In essence, creative destruction, that natural process whereby death is the catalyst or preparatory step leading to new birth, has been put in hold and worse, twisted into an abomination. What is the cause? How did we get to a place where natural, independent, entrepreneurial spirit has near extinguished? A range of disconnected public policies and actions have conflated to nudge us to this place.
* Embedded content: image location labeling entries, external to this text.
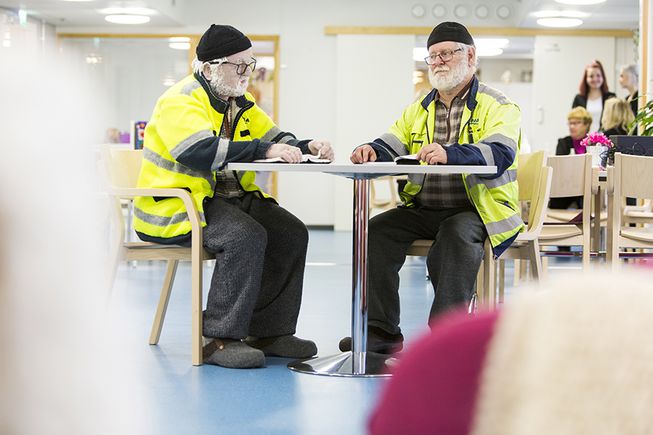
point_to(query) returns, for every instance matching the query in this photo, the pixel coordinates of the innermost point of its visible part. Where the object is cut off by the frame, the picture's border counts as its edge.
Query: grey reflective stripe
(486, 150)
(508, 176)
(160, 162)
(504, 225)
(190, 87)
(163, 221)
(274, 132)
(500, 138)
(497, 95)
(189, 142)
(221, 154)
(394, 143)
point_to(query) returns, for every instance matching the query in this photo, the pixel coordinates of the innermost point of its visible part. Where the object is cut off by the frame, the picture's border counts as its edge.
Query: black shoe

  • Increased regulation, followed up by yet more regulation, ever driven by powerful lobbies and ever more splintered interest groups
  • Reduced public funding of primary R&D
  • Poor alignment of vocational and educational services
  • Social policies that promoted the false idea that everyone should go to university (everyone should have the opportunity) and the resulting demise of things like professional apprenticeships

More insidiously is that money, more specifically the capital markets, are now so distorted that the behavior that acted as the foundations of creative destruction are not holding it back. With the volume of cheap money that flooded the market in recent years, so much money has been chasing ever more riskier bets. The M&A mentioned above was one result. Another is the funding models for how capital investment is prioritized. This has led to a huge growth in private equity and so many more private companies. Thus the cycle of creative destruction has been undermined from several fronts over a long period of time.

The current situation is that the economy is being managed by fewer and fewer public giants and larger and larger private investment and sovereign investment funds. What is left to the retail market, once thought of as a natural part of the cycle, is being shrunk and may soon count for little. The economic cycle firms used to follow, that operated naturally and yielded up profits and growth, is now a managed system by politicians and a small number of the very rich.

What do we do? The FT article suggests yet more regulation to try to rebalance some of the results. No one of note is willing to suggest we roll back the policies and actions that caused the problems in the first place. Shame.